John B. Greet January 22, 2013 at 05:37 PM
Sorry, Purvis. I happen to believe words mean things. I believe that when any elected official claims he or she will accomplish specific things during his or her upcoming term in office (regardless of the time, venue, or occasion), he or she should either accomplish those things, or explain to the voters why he or she did not. You seem to have a different (and considerably lower) standard for government accountability than I do. I respect your personal preference in this area. Please make a greater attempt to respect mine.

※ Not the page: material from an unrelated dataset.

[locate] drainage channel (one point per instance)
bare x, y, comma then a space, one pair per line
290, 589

Purvis Granger January 22, 2013 at 07:40 PM
John: That words have meanings goes without saying (there's a joke in there somewhere). Let's divide this into 3 parts. 1.) The story was about historical inaugurations, not the president's first inauguration speech vs his record (which are 2 different things). So, while you are always entitled to express your opinion on the President's record, the article wasn't about that *at all* so your comments were not pertinent to the article itself, hence several comments. 2.) Words also have context. Inaugural speeches are given in the context of an inauguration. If you're married (to a woman), your spouse may have promised to obey you. Presumably you wouldn't hold her to a standard of obedience (maybe you do/would?) on a daily basis. Presidents give broad inspirational inaugural speeches that are meant to communicate a general direction and values 3.) I have a high standard of government accountability. I also understand when not to take everything said in a ceremonial event literally. If you have the energy for benchmarking several decades of presidential inaugural speeches against specific records and outcomes, have at it. You'll certainly be disheartened by the universal disconnect between the two. Finally, while I think you're confusing a disagreement over context for a difference in standards, I don't "disrespect your standards."

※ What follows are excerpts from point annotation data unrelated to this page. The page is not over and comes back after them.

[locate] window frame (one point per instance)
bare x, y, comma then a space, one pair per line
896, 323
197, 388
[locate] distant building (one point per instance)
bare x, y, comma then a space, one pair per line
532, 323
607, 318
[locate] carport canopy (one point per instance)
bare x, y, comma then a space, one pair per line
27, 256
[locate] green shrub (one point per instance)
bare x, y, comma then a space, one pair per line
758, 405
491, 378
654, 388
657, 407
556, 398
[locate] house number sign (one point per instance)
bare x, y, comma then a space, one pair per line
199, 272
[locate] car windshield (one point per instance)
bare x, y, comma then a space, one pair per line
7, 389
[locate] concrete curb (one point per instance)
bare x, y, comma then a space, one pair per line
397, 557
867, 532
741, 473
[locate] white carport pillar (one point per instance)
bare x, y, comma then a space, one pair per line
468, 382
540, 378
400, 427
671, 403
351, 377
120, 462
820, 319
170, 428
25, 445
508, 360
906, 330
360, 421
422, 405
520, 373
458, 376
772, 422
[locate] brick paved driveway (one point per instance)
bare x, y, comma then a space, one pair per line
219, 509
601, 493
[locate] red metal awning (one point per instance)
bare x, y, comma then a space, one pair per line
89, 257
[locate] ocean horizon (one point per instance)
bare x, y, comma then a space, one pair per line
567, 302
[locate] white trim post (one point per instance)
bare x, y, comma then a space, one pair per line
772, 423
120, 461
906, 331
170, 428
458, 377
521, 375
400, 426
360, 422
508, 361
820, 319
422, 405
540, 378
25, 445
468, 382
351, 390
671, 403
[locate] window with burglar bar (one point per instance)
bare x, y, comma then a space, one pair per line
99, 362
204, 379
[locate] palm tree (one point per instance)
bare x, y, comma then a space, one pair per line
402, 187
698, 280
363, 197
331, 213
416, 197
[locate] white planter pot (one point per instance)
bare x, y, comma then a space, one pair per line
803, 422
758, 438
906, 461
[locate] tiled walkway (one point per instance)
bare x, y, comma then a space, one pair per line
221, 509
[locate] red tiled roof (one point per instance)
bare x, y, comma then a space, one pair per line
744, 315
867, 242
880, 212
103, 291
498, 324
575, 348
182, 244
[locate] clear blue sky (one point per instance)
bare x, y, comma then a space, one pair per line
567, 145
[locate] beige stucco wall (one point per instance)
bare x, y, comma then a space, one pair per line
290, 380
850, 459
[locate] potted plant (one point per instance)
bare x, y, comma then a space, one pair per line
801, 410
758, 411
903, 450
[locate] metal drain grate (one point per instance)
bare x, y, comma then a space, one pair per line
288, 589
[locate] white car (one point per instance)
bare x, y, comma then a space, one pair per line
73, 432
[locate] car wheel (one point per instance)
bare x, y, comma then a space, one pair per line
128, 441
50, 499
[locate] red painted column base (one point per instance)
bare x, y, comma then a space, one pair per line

John B. Greet January 22, 2013 at 08:19 PM
Purvis: 1) I understand that you dislike that I chose to use the occasion of this article (about inauguration facts) to comment critically about Pres. Obama's comments during his first *inauguration* as compared with the *facts* of his actions and inactions during the years of his administration that followed 2) Because words have meaning, it is clear (from his choice of words) that Pres. Obama was making specific promises about what he would accomplish during his first term in office. He did not accomplish those things. Because he is answerable to the people, he should openly admit that he did not accomplish them and explain why he failed 3) I am not so naive as to suggest that Pres. Obama's failures are to any degree unique. Nor am I to any degree exclusive in my critique. Where former Presidents have failed in this way, they, too, should have openly admitted their failures and explained why they failed. Because I hold previous Presidents to this same standard, I would be remiss to exempt this current President. I think those who seem willing to exempt this President from reasonable and fact-based critique, and who take such exception whenever such critiques are offered, are doing the important cause of government accountability a great disservice. As I feel certain you will have a response, I will gladly cede the final words to you. Thanks for the dialog!
Purvis Granger January 23, 2013 at 02:57 AM
John, leaving aside your other points, and the fact that timing and context are kinda important, even critics disagree with the blanket generalization of your second point. If words have meaning, you haven't mentioned any specific words, your interpretation, or the outcome that you perceive to have deviated from those words. Here's an idea- write a Patch Op-Ed piece on the topic. Obviously you have the energy. Why not? You're obviously not ill-intentioned. The dialogue you want would be much more vibrant folllowing a piece that directly addresses your points.